I am usually a big fan of Seth Godin's writings, but this time I must disagree with him. In a post last Saturday Seth writes about a poll on CNBC's website where people could vote for the best candidate in the CNBC Republican candidate debate. CNBC put up a poll on their website and Ron Paul was the winner by far. CNBC found out that on chat rooms related to the candidate, his supporters were encouraging people to take part in the poll, which they obviously did.
"... polls done on the web are as far from scientific as possible (they don't even measure what the web thinks, never mind what everyone thinks) yet they are shrouded in the same respectability, the same graphs, the same nomenclature.
A web poll is nothing but a traffic stunt."

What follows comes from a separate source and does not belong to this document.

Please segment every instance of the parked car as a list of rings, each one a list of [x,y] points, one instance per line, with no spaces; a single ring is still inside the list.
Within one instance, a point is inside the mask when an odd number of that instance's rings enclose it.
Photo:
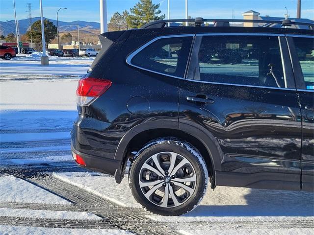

The failure and inaccuracy of this poll has got nothing to do with the web. The web is just a medium, like any other, nothing better, nothing worse. Well, actually both. It's got more possibilities and used correctly it's better, used incorrectly it's worse. But the web is just a channel to reach people like telephone lines.
The problem with the CNBC poll is not the medium. It's the methodology that is the problem. Put a poll on a website waiting for visitors to reply is liking putting a form out on the sidewalk waiting for passing by people to fill it out, or advertising a phone number for people to call and vote (like on Idol). It's a method that gives results that have got nothing to do with reality. Any group, formal or informal, can answer and manipulate the results.
I used to run large email lists here in Iceland. They included 1/6th of the nation of both sexes and all ages. Corrected for all demographic obscurities the polls committed through our database gave just as accurate results as polls conducted through traditional ways like telephone calls, if not better. At the same time they were both cheaper and faster. Some people argue that only tech savvy people use the Internet but at the same time you could say that old fashioned people use landlines.
The same rules apply for scientific research whether on the web or elsewhere. It's not the medium. It's the method that matters.